Hooks just ran as a conservative Democrat to replace Rep. Bill McGowan, a Democrat who decided not to seek reelection after one term. Hooks, who is the son of a powerful former state senator, George Hooks, lost to former state Rep. Mike Cheokas, a Republican who narrowly lost the seat in 2016.

It was one of the three legislative seats Democrats lost in rural Georgia. The other two were in the Athens area.

Hooks said he found himself contending with the nationalization of even local races like his south Georgia contest.

“It used to be, when I was coming along, you’d have people say, ‘You should vote for the person on a local level and vote for the party on the national level.’ And now that doesn’t exist anymore,” Hooks said.

SunLight

 The much-touted blue wave, though, crashed into that red wall Republicans promised.

In the SunLight Project coverage areas, which include Lowndes, Thomas, Tift, Colquitt, Baldwin and Whitfield counties, Abrams drew thousands more voters to the polls than Carter managed just four years ago. All of these counties – with the exception of Baldwin County – have been reliably red.
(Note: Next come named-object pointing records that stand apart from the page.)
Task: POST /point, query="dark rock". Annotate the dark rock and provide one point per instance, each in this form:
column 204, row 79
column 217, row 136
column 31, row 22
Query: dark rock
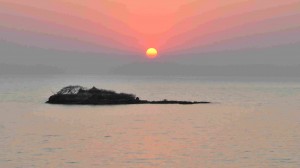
column 95, row 96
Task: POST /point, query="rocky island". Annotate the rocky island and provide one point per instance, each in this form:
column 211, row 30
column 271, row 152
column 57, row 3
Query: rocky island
column 94, row 96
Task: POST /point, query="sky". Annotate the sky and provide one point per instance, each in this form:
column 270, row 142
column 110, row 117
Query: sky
column 181, row 30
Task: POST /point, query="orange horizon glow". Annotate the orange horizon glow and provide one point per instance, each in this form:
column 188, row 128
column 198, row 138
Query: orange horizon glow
column 173, row 26
column 151, row 53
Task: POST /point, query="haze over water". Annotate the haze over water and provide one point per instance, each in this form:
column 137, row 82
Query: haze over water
column 249, row 124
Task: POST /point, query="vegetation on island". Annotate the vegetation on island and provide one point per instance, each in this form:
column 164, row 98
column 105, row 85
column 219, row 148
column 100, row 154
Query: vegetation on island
column 95, row 96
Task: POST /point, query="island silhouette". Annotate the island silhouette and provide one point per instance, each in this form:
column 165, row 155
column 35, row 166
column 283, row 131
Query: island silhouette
column 78, row 95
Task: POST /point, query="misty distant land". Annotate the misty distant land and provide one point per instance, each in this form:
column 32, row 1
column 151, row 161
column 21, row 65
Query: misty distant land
column 78, row 95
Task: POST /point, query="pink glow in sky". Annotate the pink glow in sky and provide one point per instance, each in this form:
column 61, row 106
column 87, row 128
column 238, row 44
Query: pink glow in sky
column 171, row 26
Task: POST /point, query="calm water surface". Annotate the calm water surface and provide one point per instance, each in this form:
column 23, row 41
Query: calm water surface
column 250, row 124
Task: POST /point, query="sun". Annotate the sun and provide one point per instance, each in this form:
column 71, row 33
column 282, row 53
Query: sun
column 151, row 53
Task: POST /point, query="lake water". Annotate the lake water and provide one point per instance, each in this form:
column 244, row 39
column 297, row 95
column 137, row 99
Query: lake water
column 251, row 123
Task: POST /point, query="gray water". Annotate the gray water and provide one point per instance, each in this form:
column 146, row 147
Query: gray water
column 251, row 123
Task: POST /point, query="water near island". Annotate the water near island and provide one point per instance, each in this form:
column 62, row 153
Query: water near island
column 251, row 123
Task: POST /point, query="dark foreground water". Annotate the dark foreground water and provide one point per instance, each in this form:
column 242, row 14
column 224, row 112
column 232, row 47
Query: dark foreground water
column 250, row 124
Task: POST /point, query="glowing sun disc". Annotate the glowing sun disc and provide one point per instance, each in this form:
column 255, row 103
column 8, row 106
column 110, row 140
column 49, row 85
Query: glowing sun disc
column 151, row 53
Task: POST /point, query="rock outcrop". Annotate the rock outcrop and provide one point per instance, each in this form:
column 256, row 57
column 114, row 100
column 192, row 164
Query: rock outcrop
column 94, row 96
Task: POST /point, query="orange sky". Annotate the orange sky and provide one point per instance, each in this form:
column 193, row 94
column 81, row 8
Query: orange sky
column 133, row 26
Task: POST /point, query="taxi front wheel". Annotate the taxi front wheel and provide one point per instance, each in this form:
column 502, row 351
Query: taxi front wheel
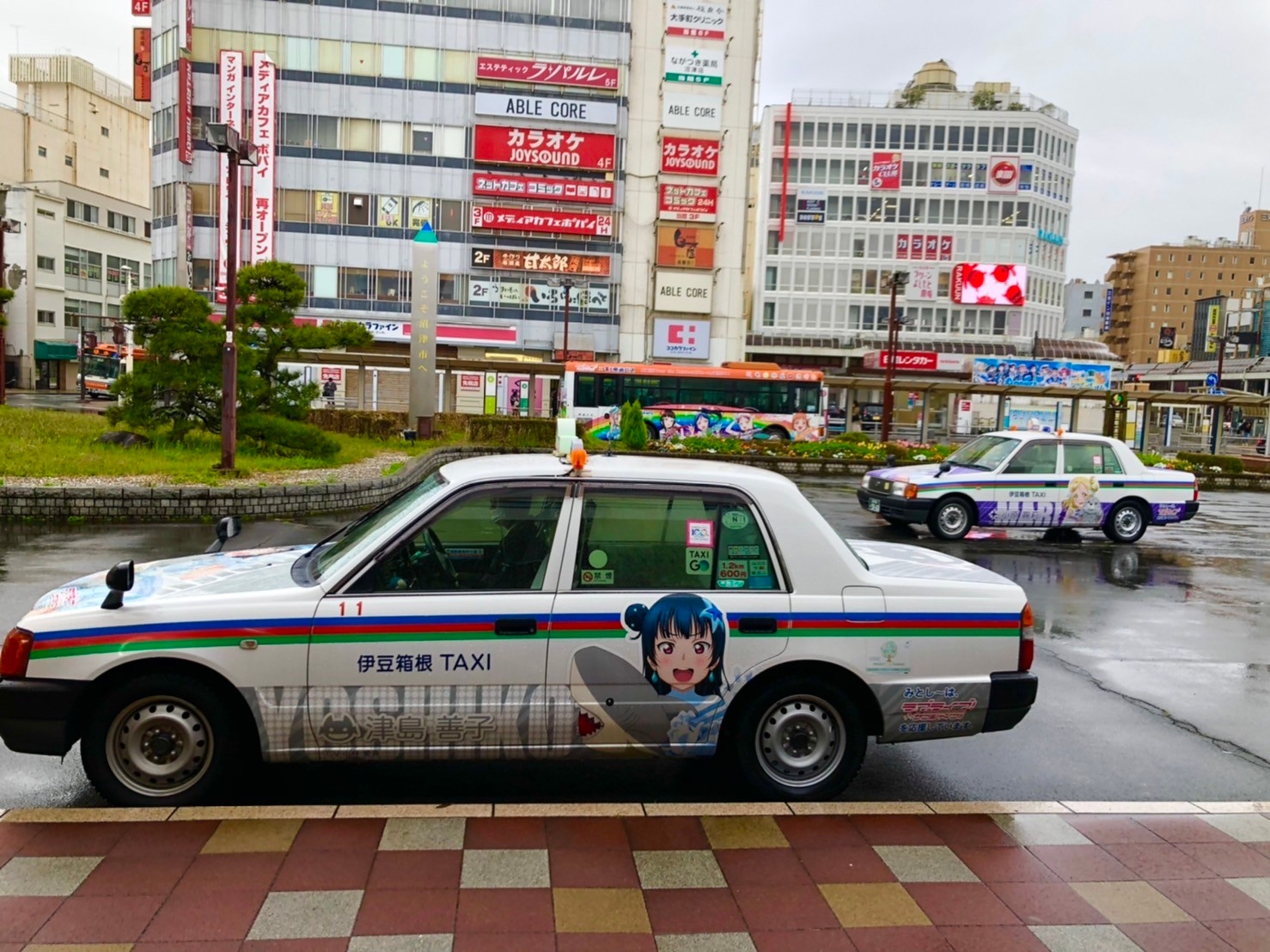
column 800, row 739
column 159, row 741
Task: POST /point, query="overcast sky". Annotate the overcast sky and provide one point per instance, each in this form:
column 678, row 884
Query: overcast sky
column 1169, row 95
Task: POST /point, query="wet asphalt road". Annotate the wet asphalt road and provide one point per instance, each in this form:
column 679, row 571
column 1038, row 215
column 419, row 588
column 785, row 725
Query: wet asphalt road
column 1153, row 662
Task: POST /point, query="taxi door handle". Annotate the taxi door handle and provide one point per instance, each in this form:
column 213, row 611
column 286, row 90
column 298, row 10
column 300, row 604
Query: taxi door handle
column 516, row 626
column 754, row 625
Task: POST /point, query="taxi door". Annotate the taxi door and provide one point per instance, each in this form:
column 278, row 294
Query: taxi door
column 437, row 648
column 1029, row 491
column 669, row 598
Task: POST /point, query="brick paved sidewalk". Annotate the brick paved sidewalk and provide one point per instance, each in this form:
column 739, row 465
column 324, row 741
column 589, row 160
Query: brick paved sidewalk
column 906, row 882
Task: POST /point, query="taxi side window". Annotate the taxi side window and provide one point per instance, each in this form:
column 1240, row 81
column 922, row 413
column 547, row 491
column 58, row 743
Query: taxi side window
column 1036, row 459
column 1092, row 459
column 497, row 541
column 667, row 540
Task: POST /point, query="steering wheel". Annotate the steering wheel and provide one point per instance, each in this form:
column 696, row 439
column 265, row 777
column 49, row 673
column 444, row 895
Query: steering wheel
column 438, row 553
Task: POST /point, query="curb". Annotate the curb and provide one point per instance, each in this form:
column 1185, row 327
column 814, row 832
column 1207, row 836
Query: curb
column 627, row 810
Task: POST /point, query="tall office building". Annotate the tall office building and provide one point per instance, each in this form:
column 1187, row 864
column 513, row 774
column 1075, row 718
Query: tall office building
column 74, row 206
column 547, row 143
column 968, row 191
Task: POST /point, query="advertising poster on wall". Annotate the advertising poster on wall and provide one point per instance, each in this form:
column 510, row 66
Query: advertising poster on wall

Yet, Abrams commanded a slightly smaller share of the vote in the county-level matchups in the SunLight Project areas when compared to Carter.

For example, Abrams had nearly 2,300 more votes than Carter did in Thomas County, where Abrams campaigned multiple times. Yet, Carter ended up with nearly 40 percent of the vote there four years ago – about 1.5 points better than Abrams.

That’s because Kemp had been working hard on the south Georgia county too, racking up nearly 4,200 more votes than Deal did four years ago.

“Her campaign brought out a lot more voters, but it also brought out a lot more Republicans in reaction to her,” said Mark Anderson, who chairs the Thomas County Democratic Party, referring to local turnout.

“Dispute our efforts, the Republicans turned out more than the Democrats, and I think that’s the story of the election,” he added.

While Abrams whittled away at the historical margin, Kemp worked to fire up conservative voters in rural and midsize GOP strongholds, such as Thomas County.

In some small, rural areas such as Colquitt County, Kemp even outperformed the ultimate Republican firebrand: Trump.

The county’s representative, Rep. Sam Watson, a Republican from Moultrie who chairs the rural legislative caucus, said he was puzzled by the turnover in the metro area, where the economy has flourished under Republican state leadership.

But he still thinks a rural-focused campaign will continue to have its political appeal.

“It’s cool to be rural at the Capital these days,” Watson said. “So if you want to pass a piece of legislation, you put some kind of rural Georgia initiative in it and you’re going to get a lot of bipartisan support.”

Watson said he doesn’t see that changing. He is vice chairman of a two-year-old legislative council that has put a spotlight on rural woes, such as a lack of high-speed internet connections and stagnant local economies.

Kemp’s focus on rural Georgia will just accelerate those efforts, Watson said, and rural voters will remember that in four years.